Women’s Sneaker History and Activism
The first modern sneakers designed specifically for women were released in 1982, as the result of labor activism.
During the 1980 Metropolitan Transportation Authority (MTA) strike in New York City, 33,000 MTA employees shut down New York City’s subway and bus lines for 11 days. From April 1 through April 11, more than 3 million commuters were forced to find alternative means to get to work. Businesswomen walking to work in their power suits and sneakers became emblematic of the strike.
Reebok looked to this moment of labor strife and designed the Reebok Freestyle. The Freestyle was just one example of a longer confluence between women, consumer habits, fashion, and labor activism. Throughout the early 20th century, urban, working-class women deployed the nascent, modern ready-to-wear clothing industry as a tactic of their labor protests. During the 1909 Shirtwaist Factory Strike, working-women wore their ready-to-wear fashions to very publicly claim their femininity while expanding notions of who women were, what they could do, and the rights they deserved.
Sneakers, and the sneaker industry, represent another front in the longer war over gender equity. Perhaps sneakers will be the battle that leads to lasting change.
Female Athletes and Sneakers
The 1920s marked the first time women publicly participated in sports and leisure culture. As a result, women’s athletic footwear tried to toe the line between form and function by combining rubber soles to heeled shoes to maintain women athletes’ femininity. Following this moment in women’s sneaker history, little happened involving women and sneakers.
In fact, since the 1920s, “footwear endorsed [and worn] by female athletes has had little to no impact on sneaker culture . . . the majority of the most coveted sneakers are not made in women’s sizes, to the frustration of female aficionados,” according to the Brooklyn Museum’s exhibition, “The Rise of Sneaker Culture.”
During the same decade, the Converse All Star heralded a new era in men’s athletic sneakers. Originally released in 1917, Chuck Taylor joined the Converse company in 1921 as a salesman/basketball evangelist and spread the gospel of the Converse All Star around the country. Taylor was so successful that Converse added his signature to the shoe’s ankle patch in 1932, forever after branding the shoe the Chuck Taylor All Star. Following the “Chuck Taylor,” it would be almost another forty years before the modern, signature sneaker emerged.
In 1971, adidas officially re-branded their tennis shoe as the “Stan Smith,” named after American tennis player Stan Smith, and released the first basketball player-endorsed sneaker, “The Jabbar,” worn by Kareem Abdul-Jabbar. These first signature shoes paved the way for the Air Jordan line beginning in 1985, and the contemporary sneaker market and culture. It wouldn’t be until the 1990s that a woman athlete would receive a signature sneaker.
Where are the women athletes in this sneaker history?
Sheryl Swoopes received the first women’s athlete signature shoe in 1995, with the launch of the Nike Air Swoopes.
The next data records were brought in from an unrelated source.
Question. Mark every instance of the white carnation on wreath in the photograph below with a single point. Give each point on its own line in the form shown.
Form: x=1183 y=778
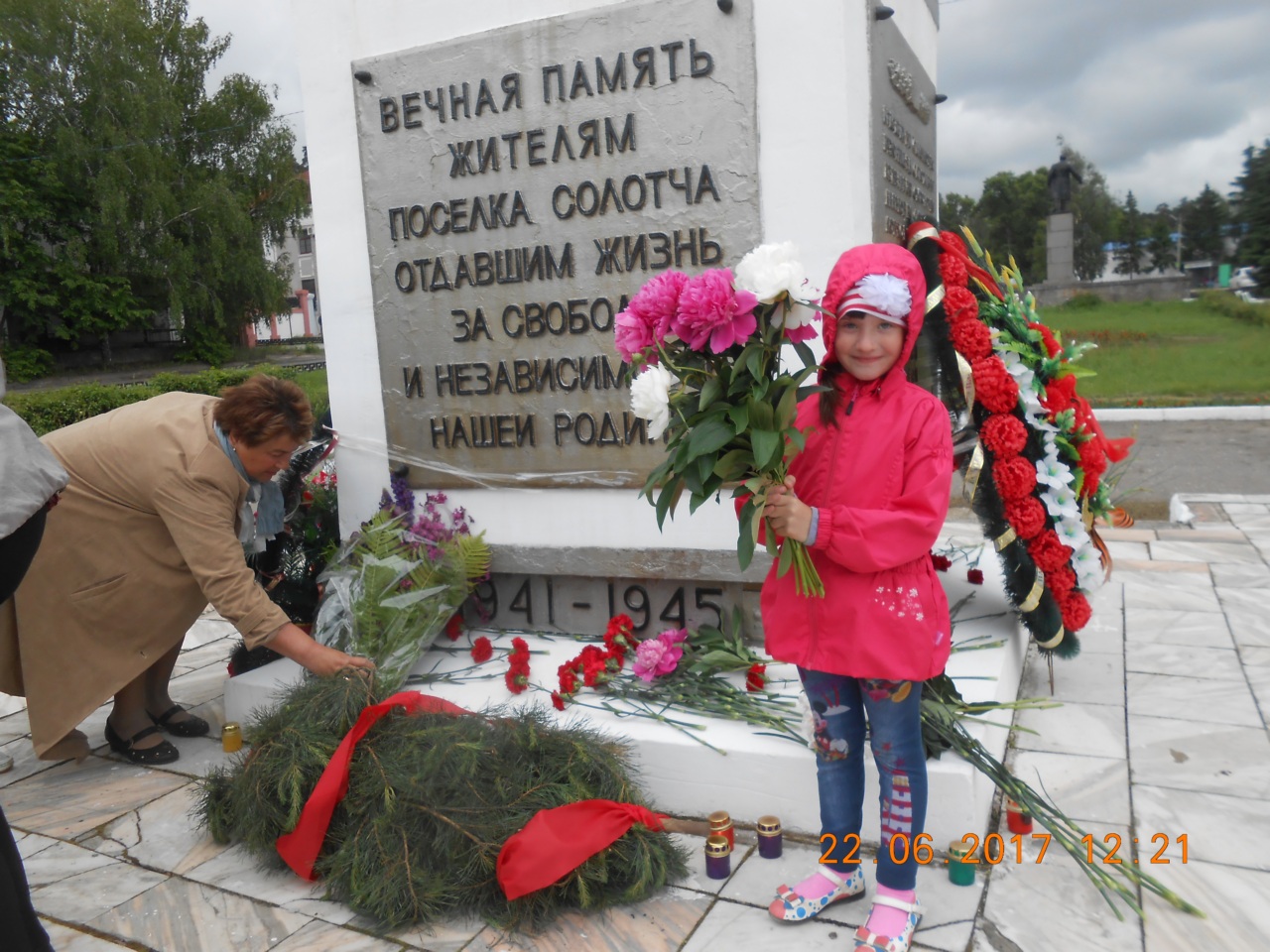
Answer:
x=651 y=399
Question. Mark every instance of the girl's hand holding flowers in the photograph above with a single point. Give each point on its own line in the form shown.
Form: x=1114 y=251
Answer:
x=788 y=516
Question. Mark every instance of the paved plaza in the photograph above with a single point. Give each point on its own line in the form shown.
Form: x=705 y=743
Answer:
x=1162 y=731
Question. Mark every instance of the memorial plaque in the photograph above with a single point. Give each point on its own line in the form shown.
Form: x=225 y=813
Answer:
x=903 y=136
x=521 y=184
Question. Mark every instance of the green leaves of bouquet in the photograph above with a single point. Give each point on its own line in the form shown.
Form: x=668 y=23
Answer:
x=399 y=581
x=714 y=385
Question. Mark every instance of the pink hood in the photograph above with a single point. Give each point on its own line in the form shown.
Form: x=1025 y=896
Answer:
x=874 y=259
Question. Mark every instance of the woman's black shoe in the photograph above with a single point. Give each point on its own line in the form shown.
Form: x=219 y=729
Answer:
x=162 y=753
x=191 y=726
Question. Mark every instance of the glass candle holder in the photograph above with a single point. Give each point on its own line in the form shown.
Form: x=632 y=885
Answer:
x=720 y=824
x=960 y=873
x=770 y=837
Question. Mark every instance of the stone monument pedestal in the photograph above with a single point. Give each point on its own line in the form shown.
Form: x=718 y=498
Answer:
x=722 y=765
x=1061 y=249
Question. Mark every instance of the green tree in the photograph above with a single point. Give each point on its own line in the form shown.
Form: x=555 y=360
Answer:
x=957 y=211
x=1161 y=248
x=1130 y=253
x=1205 y=222
x=153 y=198
x=1011 y=220
x=1252 y=212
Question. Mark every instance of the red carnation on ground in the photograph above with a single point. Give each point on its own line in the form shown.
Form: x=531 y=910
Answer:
x=952 y=271
x=970 y=338
x=993 y=386
x=1015 y=477
x=1026 y=517
x=1003 y=434
x=518 y=666
x=756 y=678
x=1061 y=583
x=960 y=304
x=568 y=680
x=1076 y=611
x=1049 y=552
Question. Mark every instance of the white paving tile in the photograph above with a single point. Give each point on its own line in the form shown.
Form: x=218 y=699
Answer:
x=1176 y=592
x=1216 y=662
x=1051 y=906
x=1198 y=629
x=1223 y=552
x=1072 y=729
x=84 y=896
x=1088 y=678
x=1241 y=576
x=1218 y=829
x=236 y=871
x=1196 y=756
x=64 y=939
x=178 y=914
x=1199 y=698
x=1233 y=900
x=162 y=834
x=1089 y=789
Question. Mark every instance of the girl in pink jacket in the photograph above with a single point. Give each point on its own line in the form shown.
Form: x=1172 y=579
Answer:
x=867 y=495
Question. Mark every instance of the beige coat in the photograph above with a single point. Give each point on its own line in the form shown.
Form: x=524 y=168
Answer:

This also marked the second time Nike released an athlete’s signature shoe, the Air Jordan being the first. The Air Swoopes would see yearly releases until the final model, the Air Swoopes Premier, was released in 2002. Nike recently announced an Air Swoopes 2 retro, to be released fall 2018.
During its initial retail run, the Air Swoopes line was inspiring for a generation of women basketball players. Current WNBA star Elena Delle Donne told Rolling Stone that, “I didn’t even care what they looked like. I just heard that her [Sheryl Swoopes] shoes were out and available and I knew I needed to have them. For me, it was just the fact that I was able to wear a pro women’s basketball player’s shoes and not always have to wear the men’s.”
Not surprisingly, Donne’s Nike React Hyperdunk 2017 was released in a red, black, and white colorway in homage to the Air Swoopes 1.
From 1995 until 2012, Nike, adidas, Fila, and Reebok all released signature shoes for WNBA players including Lisa Leslie, Cynthia Cooper, Rebecca Lobo, Nicki McCray, Dawn Staley, and Chamique Holdsclaw. In 2011, Maya Moore became the first female basketball player to sign with Nike’s Jordan Brand. Since signing, several Moore-inspired retro Jordans have been released, including a May 2018 Air Jordan 11 low, called the “Rook to Queen,” celebrating her first WNBA championship. However, Moore has yet to receive the signature treatment.
New Activists, Same Cause
Like the WNBA stars who came before them, women skateboarders are also demanding sneaker and gender equity.
In fall 2017, Nike SB announced its first line of skate shoes designed exclusively for women, the Nike SB Bruin High. Nike SB pro skater Lacey Baker said that previous to the Nike SB Bruin High she, “used to look up how to modify [her] shoes on the internet so that [she] could make them fit better.”
Following Nike SB’s initial shoe announcement, Lacey Baker was tapped to help create the first women’s skateboarder-designed edition of the Nike SB Bruin High. Released in February 2018, the Nike SB Bruin High x Lacey Baker featured contrasting eye designs on the heels to signify visibility for marginalized groups. As a vocal proponent for LGBTQ equality, Baker’s model points to the commonplace marginalization and invisibility women and the LGBTQ community face through underrepresentation in mainstream media.
From labor strikes, WNBA signature shoes, women skateboarders, to sneakers designs, women in sneakers have always been pushing against restrictive social, cultural, and political gender norms. Perhaps now, more than ever.